The Method of Calculating Total Return

I am going to take you through some simple ways you can calculate your total stock return. Firstly, you need to work out how much capital gains your stock has produced since you bought it. So if you paid $100 for a stock and it is now trading at $125, your capital gain is $25 per share. 

 d up the dividends and other distributions that have been paid out over the time you have held the stocks. Then add your capital gains and your dividends for the period you have held the investments together to get the total return as a monetary amount, such as dollars. 

If you would like to work out your total return as a percentage, take the total return amount you have just worked out in dollars, divide it by the price you paid for the investment and multiply it by 100. This will give you the total stock return over the period of your stocks over the holding period as a percentage. 

Now if you would prefer to see how this works out over a yearly period, you will need to take the percentage you have just worked out and written it as a decimal, and plus 1. Then raise this to the power of 1 divided by the number of years you have held the stocks. Then subtract 1. 

This formula assumes annual compounding, the most common method for calculating total returns but other intervals of compounding are possible. 

What About if You are Reinvesting your Total Dividends?
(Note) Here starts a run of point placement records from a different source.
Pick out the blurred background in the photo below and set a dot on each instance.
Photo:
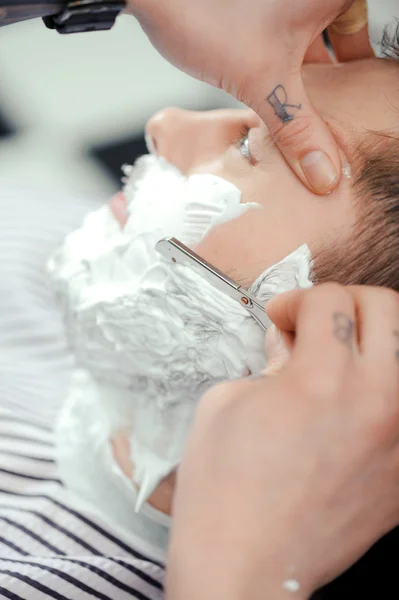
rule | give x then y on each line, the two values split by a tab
73	108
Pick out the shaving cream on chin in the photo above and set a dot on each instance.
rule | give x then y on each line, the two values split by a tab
150	336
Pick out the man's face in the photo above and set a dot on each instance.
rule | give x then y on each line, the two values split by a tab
354	99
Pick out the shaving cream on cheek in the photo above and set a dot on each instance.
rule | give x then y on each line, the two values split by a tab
154	336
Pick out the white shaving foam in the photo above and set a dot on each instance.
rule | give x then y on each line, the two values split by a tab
154	336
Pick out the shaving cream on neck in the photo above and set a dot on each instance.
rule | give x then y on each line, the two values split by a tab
151	336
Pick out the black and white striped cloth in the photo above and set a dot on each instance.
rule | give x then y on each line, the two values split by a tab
50	545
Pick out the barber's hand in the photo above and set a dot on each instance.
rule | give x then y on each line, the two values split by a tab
291	478
254	49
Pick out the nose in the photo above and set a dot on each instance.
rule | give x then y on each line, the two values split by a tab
189	139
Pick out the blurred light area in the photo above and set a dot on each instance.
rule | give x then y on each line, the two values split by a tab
65	95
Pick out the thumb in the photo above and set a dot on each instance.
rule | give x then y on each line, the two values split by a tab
303	138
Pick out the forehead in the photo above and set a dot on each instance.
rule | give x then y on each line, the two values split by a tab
362	95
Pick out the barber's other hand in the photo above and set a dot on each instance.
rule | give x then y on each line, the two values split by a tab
254	49
293	477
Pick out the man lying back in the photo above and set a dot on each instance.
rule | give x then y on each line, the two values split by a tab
150	337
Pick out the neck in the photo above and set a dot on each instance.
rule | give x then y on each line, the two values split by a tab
162	497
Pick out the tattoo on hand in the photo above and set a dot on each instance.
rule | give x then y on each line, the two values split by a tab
396	334
344	328
278	101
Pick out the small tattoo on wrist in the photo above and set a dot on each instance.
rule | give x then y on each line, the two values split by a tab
344	328
278	101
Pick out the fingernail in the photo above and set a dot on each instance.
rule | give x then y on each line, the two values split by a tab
319	171
150	143
277	352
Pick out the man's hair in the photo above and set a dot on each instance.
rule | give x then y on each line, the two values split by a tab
371	257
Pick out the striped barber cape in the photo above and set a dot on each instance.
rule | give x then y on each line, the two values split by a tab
50	545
The calculation above is based on stocks where you are not reinvesting any dividends you have received during your investment period. However, to maximize total returns for investment, dividend re-investment is often recommended as it not only affects your own investments but can grow a smaller company into a bigger one. So, when you receive dividends from your stocks you can use those dividend payments to buy additional shares of the same stock. 

However, if you are reinvesting your dividends then each of the reinvestments becomes its own return calculation, which includes the capital gains from the newly purchased shares. A way to simplify the total return calculation for instances of investments with reinvested dividends is to take the overall value rather than the value per share. 

Looking to the Future

I have discussed the benefits of calculating total return on your investments in order to be able to better compare your investments and get a better idea of which are performing the best. Another thing to consider is that with your total return calculation you are then able to make estimates on your future total return on how the stock may perform based on the investment’s past performance. That is not to say that the next year’s performance of a stock will perform in the exact same way as in previous years but it can be a useful tool to get an idea of the potential a stock has for future investment.  

The stock market fluctuates constantly and returns can, therefore, vary from year to year. For many, it is a long-term game requiring patience, buying and holding stocks over long periods of time and reinvesting your back into the stocks.  


For seasoned investors with multiple stocks, it is useful to see which are performing the best on a like-for-like basis, particularly as some may be more geared towards capital appreciation and others to produce income. Calculating total return on your stocks can be a useful way to get a better, bigger picture of how your stocks are performing.